Helma Lutz著「The Backstage of the Care Economy: Transnational Perspectives on the Commercialisation of Care」
先進国のケア不足、とくに共働き家庭の子どもや老人をケアする労働力の不足を解決するために出稼ぎに来る、ほとんどは女性の移住労働者たちが国に残した彼女たち自身の家族への影響や、彼女たちの存在をめぐる祖国でのモラル・パニックといった、国際的なケア経済の「バックステージ」を追った本。著者はドイツの社会学者。
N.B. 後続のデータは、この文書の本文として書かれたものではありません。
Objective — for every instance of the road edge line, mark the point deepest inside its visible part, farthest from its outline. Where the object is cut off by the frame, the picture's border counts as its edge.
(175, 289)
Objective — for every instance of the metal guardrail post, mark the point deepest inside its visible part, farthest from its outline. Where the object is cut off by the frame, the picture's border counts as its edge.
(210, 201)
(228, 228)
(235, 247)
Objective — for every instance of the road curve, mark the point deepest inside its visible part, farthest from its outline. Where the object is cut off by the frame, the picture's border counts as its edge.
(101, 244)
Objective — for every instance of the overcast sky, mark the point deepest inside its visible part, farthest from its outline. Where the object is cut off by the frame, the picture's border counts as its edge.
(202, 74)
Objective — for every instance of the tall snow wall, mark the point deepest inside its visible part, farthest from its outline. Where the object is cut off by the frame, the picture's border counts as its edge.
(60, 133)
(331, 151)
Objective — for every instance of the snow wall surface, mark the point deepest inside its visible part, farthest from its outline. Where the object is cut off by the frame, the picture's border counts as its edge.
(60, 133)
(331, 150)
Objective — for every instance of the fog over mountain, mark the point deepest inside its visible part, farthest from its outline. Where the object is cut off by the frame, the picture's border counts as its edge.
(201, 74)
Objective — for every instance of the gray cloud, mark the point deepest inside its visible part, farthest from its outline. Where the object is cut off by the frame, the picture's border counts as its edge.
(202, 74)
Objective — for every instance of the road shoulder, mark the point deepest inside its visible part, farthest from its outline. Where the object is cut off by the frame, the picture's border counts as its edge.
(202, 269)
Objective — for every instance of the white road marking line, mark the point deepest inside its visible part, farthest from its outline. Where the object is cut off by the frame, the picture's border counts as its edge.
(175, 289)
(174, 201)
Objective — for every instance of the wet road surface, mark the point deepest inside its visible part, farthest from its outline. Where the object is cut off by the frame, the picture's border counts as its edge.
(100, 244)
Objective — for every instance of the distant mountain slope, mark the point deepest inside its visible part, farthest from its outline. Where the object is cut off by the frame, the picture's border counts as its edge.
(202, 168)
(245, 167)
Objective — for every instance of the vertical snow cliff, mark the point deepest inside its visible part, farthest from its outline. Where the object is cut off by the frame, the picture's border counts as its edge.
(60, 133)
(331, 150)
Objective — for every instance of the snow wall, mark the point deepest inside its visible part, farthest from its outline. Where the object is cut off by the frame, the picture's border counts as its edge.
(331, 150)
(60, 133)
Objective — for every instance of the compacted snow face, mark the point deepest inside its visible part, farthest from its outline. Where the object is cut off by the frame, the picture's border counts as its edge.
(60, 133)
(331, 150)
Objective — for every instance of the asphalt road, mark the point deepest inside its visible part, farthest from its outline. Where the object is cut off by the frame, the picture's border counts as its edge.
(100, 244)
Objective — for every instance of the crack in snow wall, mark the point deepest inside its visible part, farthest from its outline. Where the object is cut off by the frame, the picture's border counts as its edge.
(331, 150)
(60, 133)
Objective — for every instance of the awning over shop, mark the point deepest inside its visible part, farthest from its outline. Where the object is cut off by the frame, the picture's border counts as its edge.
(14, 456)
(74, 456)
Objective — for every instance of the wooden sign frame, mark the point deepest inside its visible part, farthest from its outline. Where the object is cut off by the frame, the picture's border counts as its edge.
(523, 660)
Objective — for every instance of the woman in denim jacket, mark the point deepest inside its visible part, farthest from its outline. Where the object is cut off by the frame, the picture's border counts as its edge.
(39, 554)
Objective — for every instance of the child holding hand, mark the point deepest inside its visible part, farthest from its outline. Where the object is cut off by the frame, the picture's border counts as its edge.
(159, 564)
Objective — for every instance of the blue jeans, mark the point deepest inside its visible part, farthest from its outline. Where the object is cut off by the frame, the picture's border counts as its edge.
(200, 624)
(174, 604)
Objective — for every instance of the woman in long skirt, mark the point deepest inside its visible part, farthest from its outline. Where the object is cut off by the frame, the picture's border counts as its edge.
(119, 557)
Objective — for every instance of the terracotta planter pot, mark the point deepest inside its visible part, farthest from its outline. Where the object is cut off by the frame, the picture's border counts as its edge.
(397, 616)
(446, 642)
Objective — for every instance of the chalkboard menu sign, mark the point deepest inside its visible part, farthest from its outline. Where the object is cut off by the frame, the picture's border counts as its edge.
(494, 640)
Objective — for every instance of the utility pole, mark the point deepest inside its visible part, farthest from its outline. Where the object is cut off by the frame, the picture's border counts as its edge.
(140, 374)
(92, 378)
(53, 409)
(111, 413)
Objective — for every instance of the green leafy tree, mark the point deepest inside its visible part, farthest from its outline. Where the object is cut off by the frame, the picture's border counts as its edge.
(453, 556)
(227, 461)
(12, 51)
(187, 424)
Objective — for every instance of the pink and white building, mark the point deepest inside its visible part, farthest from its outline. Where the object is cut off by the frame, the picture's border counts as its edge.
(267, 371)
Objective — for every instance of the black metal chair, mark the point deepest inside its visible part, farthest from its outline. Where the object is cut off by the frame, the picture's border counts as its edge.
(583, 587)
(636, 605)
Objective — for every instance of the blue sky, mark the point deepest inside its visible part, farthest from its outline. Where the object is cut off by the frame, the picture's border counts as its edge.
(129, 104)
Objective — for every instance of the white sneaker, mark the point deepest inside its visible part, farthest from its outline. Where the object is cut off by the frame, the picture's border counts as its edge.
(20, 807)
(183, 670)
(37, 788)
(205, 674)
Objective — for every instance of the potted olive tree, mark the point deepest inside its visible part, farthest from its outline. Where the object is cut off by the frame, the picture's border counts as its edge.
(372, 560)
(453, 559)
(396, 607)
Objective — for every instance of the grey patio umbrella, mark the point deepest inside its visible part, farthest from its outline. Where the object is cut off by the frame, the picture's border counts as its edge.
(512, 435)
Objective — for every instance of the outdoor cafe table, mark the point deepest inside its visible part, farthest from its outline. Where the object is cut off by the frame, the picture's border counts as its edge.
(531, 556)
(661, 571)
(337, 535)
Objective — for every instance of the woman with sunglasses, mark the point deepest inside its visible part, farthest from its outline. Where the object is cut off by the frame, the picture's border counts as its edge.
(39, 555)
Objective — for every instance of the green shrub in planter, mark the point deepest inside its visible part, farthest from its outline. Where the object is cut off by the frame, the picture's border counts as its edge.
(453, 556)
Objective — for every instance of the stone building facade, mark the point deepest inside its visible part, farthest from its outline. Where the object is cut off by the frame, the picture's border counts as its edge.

アメリカにおけるケア移住労働者の議論では、フィリピンをはじめとするアジアや中南米出身の女性たちが注目されており、主に白人の中流階層上位の女性たちが賃金労働を続けるためにアジアや中南米出身の女性たちの家庭内労働に頼る図式は、その人種主義的かつ搾取的な性質から批判を浴びつつある(が、それは白人女性とそれ以外の女性の利害対立として描かれ、当たり前のようにケア労働を逃れている白人男性たちは批判を免れることが多い)。いっぽう本書はドイツ語圏のドイツ・オーストリア・スイスの三カ国で働く主にポーランド出身の女性たちと、そのポーランドの富裕層のために働くウクライナなど出身の女性たちやその家族へのインタビューと、彼女たちの出稼ぎについてそれぞれの祖国で繰り広げられるメディア上の論争の分析を元にしているが、アメリカでの議論と異なりケア労働を行う移住労働者たちも外見上ドイツ人と同じ白人の女性なので、その人種主義的な側面はあまり注目されない。しかしそこには確実に東欧系の白人をドイツ人より下に見る伝統的な人種主義がある。
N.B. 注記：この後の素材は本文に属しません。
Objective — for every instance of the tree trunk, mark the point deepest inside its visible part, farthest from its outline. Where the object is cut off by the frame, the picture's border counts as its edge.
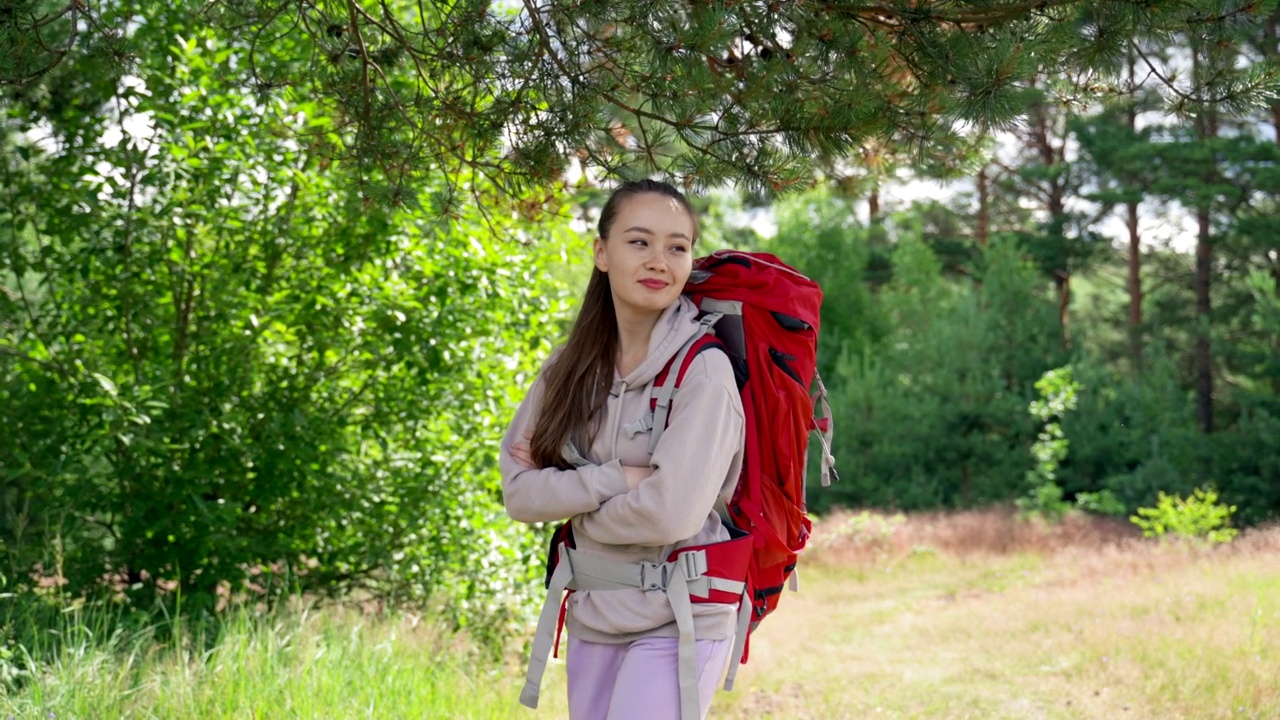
(1206, 127)
(983, 206)
(1271, 51)
(1134, 286)
(1134, 244)
(1054, 194)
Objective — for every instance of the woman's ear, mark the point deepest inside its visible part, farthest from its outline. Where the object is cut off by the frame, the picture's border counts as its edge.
(602, 263)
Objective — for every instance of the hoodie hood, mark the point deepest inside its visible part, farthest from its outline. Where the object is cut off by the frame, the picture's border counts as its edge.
(675, 327)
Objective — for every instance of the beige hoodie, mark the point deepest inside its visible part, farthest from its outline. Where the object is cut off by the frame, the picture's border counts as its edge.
(696, 463)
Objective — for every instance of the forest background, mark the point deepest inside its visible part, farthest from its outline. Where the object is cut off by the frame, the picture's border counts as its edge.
(273, 276)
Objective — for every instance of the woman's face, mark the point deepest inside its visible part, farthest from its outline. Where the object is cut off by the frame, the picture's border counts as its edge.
(648, 254)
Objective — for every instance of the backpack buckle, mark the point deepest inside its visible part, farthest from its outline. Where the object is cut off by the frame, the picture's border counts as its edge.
(693, 563)
(653, 575)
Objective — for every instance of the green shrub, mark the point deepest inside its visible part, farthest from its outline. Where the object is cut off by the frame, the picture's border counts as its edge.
(1198, 516)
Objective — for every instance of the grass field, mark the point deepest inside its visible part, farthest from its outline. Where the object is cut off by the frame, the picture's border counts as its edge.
(969, 615)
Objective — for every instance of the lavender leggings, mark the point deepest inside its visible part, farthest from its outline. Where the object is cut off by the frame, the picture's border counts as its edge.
(638, 680)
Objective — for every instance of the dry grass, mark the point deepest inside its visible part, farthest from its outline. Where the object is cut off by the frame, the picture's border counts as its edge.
(981, 615)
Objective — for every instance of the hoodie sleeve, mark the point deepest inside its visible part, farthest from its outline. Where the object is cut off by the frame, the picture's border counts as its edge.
(698, 454)
(547, 495)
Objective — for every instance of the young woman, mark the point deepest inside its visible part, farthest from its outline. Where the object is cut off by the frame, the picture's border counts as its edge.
(579, 450)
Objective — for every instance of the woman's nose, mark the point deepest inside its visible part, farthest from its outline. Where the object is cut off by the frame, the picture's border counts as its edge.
(654, 260)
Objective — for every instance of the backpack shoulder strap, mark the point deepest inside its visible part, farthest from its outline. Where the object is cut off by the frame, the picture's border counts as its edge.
(666, 383)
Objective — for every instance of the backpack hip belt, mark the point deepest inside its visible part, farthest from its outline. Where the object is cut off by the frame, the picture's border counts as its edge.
(709, 573)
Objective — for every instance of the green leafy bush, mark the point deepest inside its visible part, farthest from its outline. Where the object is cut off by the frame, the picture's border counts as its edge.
(1198, 516)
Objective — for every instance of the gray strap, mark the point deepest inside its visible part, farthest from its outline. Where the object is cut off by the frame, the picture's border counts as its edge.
(641, 425)
(744, 627)
(828, 461)
(677, 592)
(572, 455)
(594, 572)
(668, 388)
(545, 634)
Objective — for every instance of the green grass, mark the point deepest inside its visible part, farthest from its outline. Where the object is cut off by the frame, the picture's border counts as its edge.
(1127, 629)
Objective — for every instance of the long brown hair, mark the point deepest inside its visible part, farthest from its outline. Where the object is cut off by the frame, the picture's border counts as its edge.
(577, 383)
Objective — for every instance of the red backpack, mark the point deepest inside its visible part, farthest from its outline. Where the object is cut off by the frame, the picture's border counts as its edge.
(769, 331)
(764, 315)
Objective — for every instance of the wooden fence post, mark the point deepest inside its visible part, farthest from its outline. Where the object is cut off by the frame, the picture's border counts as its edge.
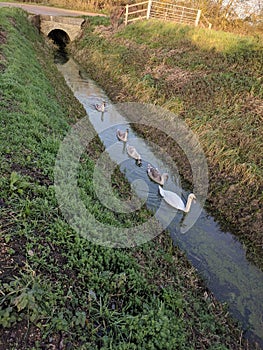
(149, 9)
(126, 14)
(198, 17)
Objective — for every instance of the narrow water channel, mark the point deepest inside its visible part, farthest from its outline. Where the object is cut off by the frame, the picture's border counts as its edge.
(218, 257)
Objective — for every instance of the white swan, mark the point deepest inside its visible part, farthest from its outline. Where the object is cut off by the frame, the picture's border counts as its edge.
(101, 107)
(175, 201)
(122, 135)
(156, 176)
(133, 153)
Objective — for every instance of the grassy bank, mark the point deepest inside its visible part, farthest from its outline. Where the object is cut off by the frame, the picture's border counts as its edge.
(58, 289)
(213, 81)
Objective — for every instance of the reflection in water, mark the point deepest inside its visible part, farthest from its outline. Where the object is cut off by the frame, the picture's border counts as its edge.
(217, 255)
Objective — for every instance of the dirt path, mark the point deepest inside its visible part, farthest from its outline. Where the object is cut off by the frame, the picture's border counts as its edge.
(46, 10)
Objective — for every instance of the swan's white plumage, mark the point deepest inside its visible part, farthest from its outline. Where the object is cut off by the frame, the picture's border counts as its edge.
(131, 150)
(101, 107)
(175, 201)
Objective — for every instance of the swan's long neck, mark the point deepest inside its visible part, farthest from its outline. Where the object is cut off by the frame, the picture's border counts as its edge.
(164, 177)
(188, 204)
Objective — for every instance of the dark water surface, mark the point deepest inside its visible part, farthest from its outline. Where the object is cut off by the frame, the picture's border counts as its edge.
(216, 255)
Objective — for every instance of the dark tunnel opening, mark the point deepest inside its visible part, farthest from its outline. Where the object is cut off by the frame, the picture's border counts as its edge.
(60, 38)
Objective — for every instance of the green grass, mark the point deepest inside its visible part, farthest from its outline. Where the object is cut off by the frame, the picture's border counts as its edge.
(57, 287)
(211, 79)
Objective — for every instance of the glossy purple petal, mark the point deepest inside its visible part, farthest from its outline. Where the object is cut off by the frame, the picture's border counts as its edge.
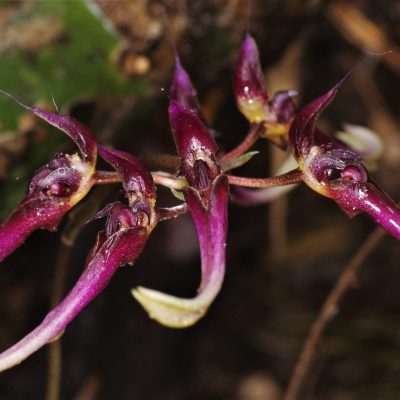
(302, 129)
(29, 216)
(249, 83)
(52, 192)
(123, 247)
(195, 145)
(355, 197)
(78, 132)
(136, 178)
(211, 225)
(282, 105)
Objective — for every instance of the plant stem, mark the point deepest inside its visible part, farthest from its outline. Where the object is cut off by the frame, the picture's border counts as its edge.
(248, 141)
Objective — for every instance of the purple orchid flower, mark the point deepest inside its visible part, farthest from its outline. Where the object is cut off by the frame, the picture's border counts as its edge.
(55, 188)
(207, 198)
(337, 172)
(253, 99)
(127, 230)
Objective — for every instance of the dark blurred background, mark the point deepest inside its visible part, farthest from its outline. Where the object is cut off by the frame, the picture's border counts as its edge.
(106, 62)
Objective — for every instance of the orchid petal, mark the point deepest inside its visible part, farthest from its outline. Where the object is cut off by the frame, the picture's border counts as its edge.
(123, 247)
(195, 145)
(211, 226)
(78, 132)
(136, 178)
(302, 129)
共産主義時代、東欧の人たちには政治的な自由はなく、家庭内における男尊女卑や性役割分担は資本主義祖国と同様に維持されていたが、いっぽう家庭に対する福祉支援や女性に対する職業上の平等は制度的に一応保障されていた。しかし共産圏の崩壊後、政府は家庭への福祉や労働者保護の政策を次々に撤廃し、生活が苦しくなった人々の多くは西側諸国で出稼ぎ労働を行うようになる。そうした労働者たちには男性も女性もいたが、男性は短期労働者として一週間単位でポーランド人なら隣国のドイツで働いて週末に家族の元に戻るという形が多く、また男性が家庭から離れることは社会的に問題視されなかった。しかし女性の多くは数週間から数ヶ月の単位で自分の家族を故国に残しドイツ人の家に住み込んで他人の家族のケアに明け暮れることになり、ポーランドやウクライナなどでは主に右派ナショナリストの政治勢力によって「我が国の女性が自分の家族の面倒を見る責任を放棄して外国で好き勝手な生活をしている」としてバッシングがはじまる。
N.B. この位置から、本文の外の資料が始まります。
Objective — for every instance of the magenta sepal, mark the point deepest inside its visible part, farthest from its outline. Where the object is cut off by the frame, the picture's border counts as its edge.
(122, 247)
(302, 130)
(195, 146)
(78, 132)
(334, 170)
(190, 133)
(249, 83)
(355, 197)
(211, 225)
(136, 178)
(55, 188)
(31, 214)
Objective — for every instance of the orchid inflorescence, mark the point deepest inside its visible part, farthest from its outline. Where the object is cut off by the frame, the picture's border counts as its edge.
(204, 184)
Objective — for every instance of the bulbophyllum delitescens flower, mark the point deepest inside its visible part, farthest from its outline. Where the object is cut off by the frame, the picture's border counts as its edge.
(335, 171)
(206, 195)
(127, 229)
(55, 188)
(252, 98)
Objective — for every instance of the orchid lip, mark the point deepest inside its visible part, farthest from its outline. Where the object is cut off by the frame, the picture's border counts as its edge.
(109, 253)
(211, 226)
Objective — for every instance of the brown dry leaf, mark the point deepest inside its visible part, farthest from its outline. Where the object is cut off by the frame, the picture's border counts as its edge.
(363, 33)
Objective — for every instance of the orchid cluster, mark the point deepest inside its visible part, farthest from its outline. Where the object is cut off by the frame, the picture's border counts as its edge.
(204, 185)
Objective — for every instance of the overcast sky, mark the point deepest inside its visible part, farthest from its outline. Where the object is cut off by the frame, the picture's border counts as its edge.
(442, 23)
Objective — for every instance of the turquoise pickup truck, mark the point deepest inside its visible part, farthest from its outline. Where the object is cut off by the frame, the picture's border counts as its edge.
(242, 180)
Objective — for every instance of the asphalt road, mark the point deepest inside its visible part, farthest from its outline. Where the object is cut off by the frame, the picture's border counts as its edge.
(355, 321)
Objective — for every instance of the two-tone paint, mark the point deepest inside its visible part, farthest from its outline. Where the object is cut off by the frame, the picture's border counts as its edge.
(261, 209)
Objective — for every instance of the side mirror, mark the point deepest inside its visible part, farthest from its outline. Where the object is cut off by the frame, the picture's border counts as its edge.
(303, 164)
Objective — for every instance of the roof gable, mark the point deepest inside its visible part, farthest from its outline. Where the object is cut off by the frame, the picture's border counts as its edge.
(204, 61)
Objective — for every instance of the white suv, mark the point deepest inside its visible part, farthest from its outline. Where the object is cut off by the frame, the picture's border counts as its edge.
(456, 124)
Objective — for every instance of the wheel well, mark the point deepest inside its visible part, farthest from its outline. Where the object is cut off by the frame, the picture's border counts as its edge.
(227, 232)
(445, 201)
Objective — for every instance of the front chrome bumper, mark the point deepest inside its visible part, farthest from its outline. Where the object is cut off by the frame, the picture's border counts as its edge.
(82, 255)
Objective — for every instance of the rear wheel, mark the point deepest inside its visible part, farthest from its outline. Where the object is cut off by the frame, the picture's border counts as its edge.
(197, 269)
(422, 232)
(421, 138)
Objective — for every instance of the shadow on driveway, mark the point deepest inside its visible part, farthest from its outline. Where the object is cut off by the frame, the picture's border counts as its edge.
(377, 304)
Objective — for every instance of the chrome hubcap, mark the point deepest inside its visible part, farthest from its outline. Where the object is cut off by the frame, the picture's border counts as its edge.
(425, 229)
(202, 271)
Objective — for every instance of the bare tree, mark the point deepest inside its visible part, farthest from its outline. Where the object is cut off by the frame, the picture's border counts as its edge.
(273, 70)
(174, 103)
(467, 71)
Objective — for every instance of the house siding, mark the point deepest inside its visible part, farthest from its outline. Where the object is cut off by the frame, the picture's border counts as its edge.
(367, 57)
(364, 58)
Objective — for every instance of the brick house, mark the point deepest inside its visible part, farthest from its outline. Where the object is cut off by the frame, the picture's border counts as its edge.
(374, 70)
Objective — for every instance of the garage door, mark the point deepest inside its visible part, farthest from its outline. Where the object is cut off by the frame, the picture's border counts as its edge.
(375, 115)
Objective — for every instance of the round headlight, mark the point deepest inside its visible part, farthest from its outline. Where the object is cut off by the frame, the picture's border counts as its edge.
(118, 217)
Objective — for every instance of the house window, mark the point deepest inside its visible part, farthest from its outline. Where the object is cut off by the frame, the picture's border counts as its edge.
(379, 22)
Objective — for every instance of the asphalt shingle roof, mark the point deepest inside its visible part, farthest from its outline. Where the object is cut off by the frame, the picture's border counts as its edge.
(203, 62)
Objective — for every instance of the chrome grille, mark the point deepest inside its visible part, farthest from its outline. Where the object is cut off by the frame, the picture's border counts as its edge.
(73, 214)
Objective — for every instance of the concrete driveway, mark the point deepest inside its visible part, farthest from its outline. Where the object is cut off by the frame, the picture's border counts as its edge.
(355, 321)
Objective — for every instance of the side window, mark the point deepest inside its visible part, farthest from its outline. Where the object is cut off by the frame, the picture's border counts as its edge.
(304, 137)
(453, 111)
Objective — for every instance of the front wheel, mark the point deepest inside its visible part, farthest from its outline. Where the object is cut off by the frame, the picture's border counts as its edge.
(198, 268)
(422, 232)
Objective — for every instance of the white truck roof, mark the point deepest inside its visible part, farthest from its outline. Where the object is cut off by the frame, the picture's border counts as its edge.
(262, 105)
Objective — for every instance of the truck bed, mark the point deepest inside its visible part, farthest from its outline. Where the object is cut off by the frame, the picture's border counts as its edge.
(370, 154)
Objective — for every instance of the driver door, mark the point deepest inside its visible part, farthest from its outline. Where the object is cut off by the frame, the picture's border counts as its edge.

そうしたメディアのバッシングは「ユーロ孤児」という用語を生み出し、出稼ぎ労働によって多くの子どもたちが誰にも愛されずに育っているというモラル・パニックが広まったが、実際のところほとんどの子どもたちは父親や祖父母、親戚やコミュニティのメンバーたちによって大切に育てられており、孤児というのは間違っている。もちろん、子どもを育てるお金を稼ぐためとはいえその子どもを国に残してきたと感じる母親の罪悪感や苦悩や、母が出稼ぎにいかなければいけない理由もよく理解できずに母に捨てられたと感じる子どもの疎外感など、出稼ぎ労働を強いる国際的な経済状況は決して無害ではないけれど、経済的な保障もないまま母親だけに家庭内ケア労働の責任を押し付け彼女たちが母親失格であるかのように騒ぎ立てるモラル・パニックはその現実をなんら解消しないばかりか、彼女たちが感じている罪悪感をさらに募らせるだけ。国際的なケアの流通に対する批判は必要だけれど、どういう批判をするのか、どういう解決を目指すのかという点はよく考えなければいけない。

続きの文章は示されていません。